With the backing of Gov. Phil Murphy and state Senate President Steve Sweeney, a bill that would have allowed the possession of marijuana and its regulated and taxed sale to adults was set for a vote in the Legislature on March 25, but was pulled that morning because support fell short in the Senate.

Supporters said the bill would be back, stating that it was a matter of when, not if, marijuana would be legalized. Polls show a majority in New Jersey support legalization, but there remains deep skepticism. Sen. Bob Andrzejczak, a Middle Township resident, bucked his party as one of the hard “no” votes among Democrats on the bill.

Several towns have already voted to exclude marijuana sales from their jurisdictions, including Wildwood and Ocean City, while others have weighed taking the step. The bill under consideration would allow towns to keep out dispensaries, but that also means saying no to the additional taxes from marijuana sales.

Some legal experts believe towns that have already voted would likely need to pass new ordinances if the legalization bill ever becomes law.

Donohue did not give an opinion on the matter at the recent meeting, saying only that the matter should be discussed before the state acts.

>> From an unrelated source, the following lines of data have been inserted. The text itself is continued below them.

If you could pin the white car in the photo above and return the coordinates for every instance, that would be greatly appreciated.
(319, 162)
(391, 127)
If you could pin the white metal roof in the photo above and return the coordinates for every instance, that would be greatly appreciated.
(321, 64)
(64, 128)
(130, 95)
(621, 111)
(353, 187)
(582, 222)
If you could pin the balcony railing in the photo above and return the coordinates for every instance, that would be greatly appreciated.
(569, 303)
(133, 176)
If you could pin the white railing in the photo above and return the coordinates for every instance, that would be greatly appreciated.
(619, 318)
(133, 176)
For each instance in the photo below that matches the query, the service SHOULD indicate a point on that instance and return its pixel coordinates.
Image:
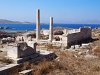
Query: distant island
(3, 21)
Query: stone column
(37, 25)
(51, 29)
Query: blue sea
(28, 27)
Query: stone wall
(20, 50)
(78, 37)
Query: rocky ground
(79, 61)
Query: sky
(63, 11)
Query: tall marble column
(51, 29)
(37, 25)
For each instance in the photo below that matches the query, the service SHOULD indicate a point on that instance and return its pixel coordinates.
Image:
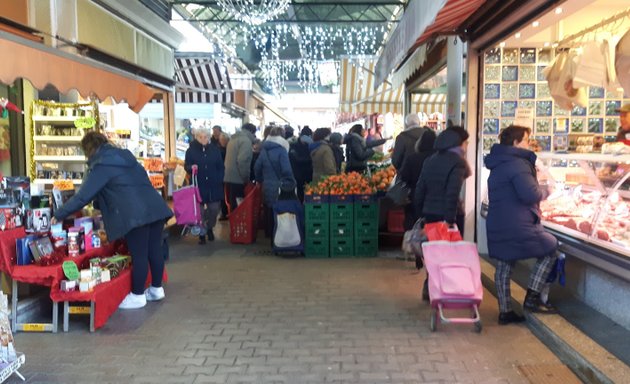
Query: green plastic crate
(341, 229)
(342, 247)
(363, 229)
(366, 211)
(317, 212)
(341, 212)
(317, 230)
(317, 248)
(366, 247)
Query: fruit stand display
(341, 217)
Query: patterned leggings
(537, 278)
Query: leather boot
(510, 317)
(533, 303)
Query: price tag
(33, 327)
(70, 270)
(79, 310)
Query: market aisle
(238, 314)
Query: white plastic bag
(622, 62)
(287, 232)
(559, 76)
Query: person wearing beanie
(301, 163)
(238, 159)
(438, 189)
(406, 141)
(336, 139)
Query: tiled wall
(513, 78)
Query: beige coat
(323, 161)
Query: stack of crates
(341, 226)
(317, 217)
(365, 219)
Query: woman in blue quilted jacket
(132, 209)
(513, 225)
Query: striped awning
(428, 103)
(201, 80)
(421, 22)
(357, 93)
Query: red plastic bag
(441, 231)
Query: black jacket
(405, 145)
(358, 151)
(411, 167)
(441, 180)
(513, 225)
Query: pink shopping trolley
(454, 281)
(187, 207)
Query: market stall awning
(422, 21)
(428, 103)
(357, 93)
(201, 80)
(43, 65)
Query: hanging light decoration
(254, 12)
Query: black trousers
(145, 246)
(234, 191)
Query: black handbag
(399, 193)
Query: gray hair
(202, 130)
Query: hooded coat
(323, 157)
(441, 180)
(423, 149)
(210, 170)
(358, 151)
(404, 145)
(273, 169)
(238, 157)
(120, 187)
(513, 225)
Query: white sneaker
(154, 294)
(133, 301)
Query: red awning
(449, 19)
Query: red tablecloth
(106, 296)
(48, 276)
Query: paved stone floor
(238, 314)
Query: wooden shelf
(59, 158)
(56, 119)
(50, 181)
(58, 138)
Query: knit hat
(412, 121)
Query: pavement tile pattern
(237, 314)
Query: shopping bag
(622, 62)
(399, 193)
(287, 231)
(179, 176)
(441, 231)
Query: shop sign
(524, 117)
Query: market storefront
(574, 133)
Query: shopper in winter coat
(335, 144)
(406, 140)
(273, 170)
(300, 157)
(238, 161)
(410, 171)
(207, 158)
(357, 150)
(132, 209)
(441, 179)
(322, 155)
(513, 225)
(436, 197)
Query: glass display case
(589, 198)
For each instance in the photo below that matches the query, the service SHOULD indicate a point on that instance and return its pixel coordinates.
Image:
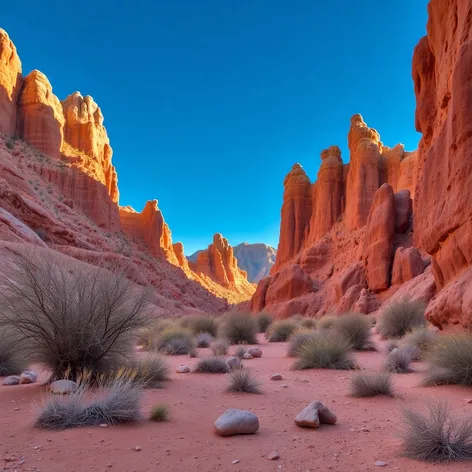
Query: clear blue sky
(208, 103)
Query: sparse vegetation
(280, 331)
(437, 436)
(450, 361)
(400, 317)
(204, 339)
(264, 320)
(371, 384)
(212, 365)
(239, 328)
(325, 351)
(243, 380)
(219, 347)
(115, 402)
(159, 413)
(68, 318)
(356, 330)
(398, 361)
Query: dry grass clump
(115, 402)
(70, 318)
(371, 384)
(239, 328)
(280, 331)
(399, 360)
(298, 339)
(212, 365)
(204, 339)
(400, 317)
(264, 320)
(450, 361)
(243, 380)
(219, 347)
(175, 341)
(325, 351)
(356, 330)
(159, 413)
(437, 436)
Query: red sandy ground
(188, 442)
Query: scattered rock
(11, 380)
(233, 363)
(314, 414)
(234, 421)
(28, 376)
(255, 352)
(63, 387)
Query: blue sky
(208, 103)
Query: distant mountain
(255, 259)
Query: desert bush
(327, 321)
(159, 413)
(204, 339)
(400, 317)
(175, 341)
(219, 347)
(324, 351)
(297, 340)
(11, 360)
(212, 365)
(371, 384)
(437, 436)
(399, 360)
(239, 328)
(420, 340)
(280, 331)
(115, 402)
(150, 370)
(72, 318)
(450, 361)
(264, 320)
(243, 380)
(356, 330)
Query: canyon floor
(187, 442)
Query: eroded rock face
(10, 83)
(378, 242)
(295, 217)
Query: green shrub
(371, 385)
(400, 317)
(280, 331)
(356, 330)
(325, 351)
(239, 328)
(450, 361)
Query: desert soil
(188, 442)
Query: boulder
(234, 421)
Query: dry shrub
(280, 331)
(239, 328)
(115, 402)
(400, 317)
(243, 380)
(212, 365)
(437, 436)
(219, 347)
(450, 361)
(371, 384)
(264, 320)
(325, 351)
(70, 319)
(356, 330)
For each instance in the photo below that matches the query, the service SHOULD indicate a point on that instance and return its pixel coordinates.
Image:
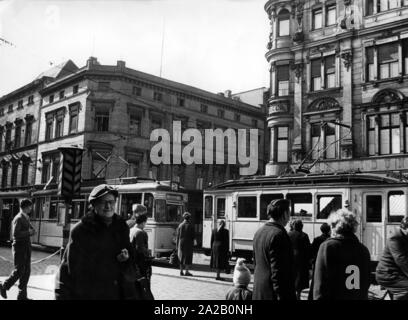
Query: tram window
(53, 209)
(265, 201)
(127, 202)
(247, 207)
(396, 206)
(174, 212)
(374, 208)
(208, 207)
(148, 202)
(301, 204)
(220, 208)
(160, 214)
(328, 204)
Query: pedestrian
(220, 249)
(301, 250)
(241, 279)
(22, 230)
(392, 269)
(342, 270)
(137, 208)
(97, 256)
(273, 256)
(185, 243)
(325, 229)
(139, 240)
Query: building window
(103, 86)
(369, 7)
(317, 19)
(157, 96)
(370, 67)
(283, 23)
(389, 134)
(59, 124)
(221, 113)
(24, 173)
(283, 80)
(8, 137)
(316, 67)
(135, 122)
(371, 135)
(331, 15)
(330, 141)
(14, 170)
(102, 120)
(180, 102)
(330, 72)
(137, 91)
(204, 108)
(315, 135)
(282, 144)
(48, 126)
(4, 176)
(388, 60)
(17, 135)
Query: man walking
(22, 230)
(273, 256)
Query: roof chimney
(121, 65)
(92, 61)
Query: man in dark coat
(392, 269)
(97, 253)
(342, 270)
(22, 230)
(325, 229)
(185, 243)
(273, 256)
(301, 249)
(220, 249)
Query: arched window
(283, 23)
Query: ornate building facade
(338, 89)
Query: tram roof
(313, 180)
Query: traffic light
(69, 182)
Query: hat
(242, 275)
(101, 190)
(138, 208)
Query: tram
(380, 202)
(165, 204)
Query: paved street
(166, 282)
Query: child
(242, 277)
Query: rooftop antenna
(162, 49)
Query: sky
(215, 45)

A revitalization area in Rio Grande received the most discussion at the April 1 meeting. Last year, the township approved a resolution to begin negotiations with Delco Development LLC on the redevelopment of a former concrete plant off Route 47, between the township bike path and Railroad Avenue. The township recently entered a similar agreement with Atlantic Cape Builders LLC for a separate redevelopment zone off Indian Trail Road in the Goshen section of the township, which Donohue described at the time as the first step in a long process.

On April 15, the township is set to consider the next step in the process for the redevelopment zone in the Rio Grande section. The designation as a redevelopment zone gives the township leeway on zoning and taxation, opening the possibility of approving a payment in lieu of taxation plan, or PILOT. According to Donohue, preliminary plans for the site include 77 town homes and 144 apartments, but he said plans have not been finalized.

Delco Development LLC operates the shopping area at Route 9 and Route 47, close to the redevelopment zone. The retail center includes Lowes, Walmart and other national stores. The company has developed several other properties in South Jersey.

According to published reports, Thomas Juliano, the president of Delco, has indicated the site could become a high-end rental community.

Residents at the most recent meeting indicated they had a lot of questions about the Rio Grande plan.

Township resident Stanley Doniger said he wants to see housing set aside for veterans, suggesting he plans to raise that issue with Juliano at the workshop.

Doniger questioned how committee members would be able to cover the issue in two hours. Donohue replied it would be more like a half hour, with four topics to cover at the workshop each getting a quarter of the available time.

“We’re going to be busy,” Donohue said later at the meeting.

At the regular Township Committee meeting April 15, a public hearing and final vote are planned on the township’s $22.17 million budget. As introduced, the budget did not increase the municipal tax rate over last year’s 48.3 cents per $100 of assessed value.

Residents will have a chance to have their say on the budget proposal at the regular meeting, but the committee plans to go over the budget in detail during the workshop.

This year, Township Committee changed its workshop schedule, holding the workshops once a month an hour earlier than previously. That gives the governing body two hours for discussion before the scheduled start of the 6 p.m. meeting.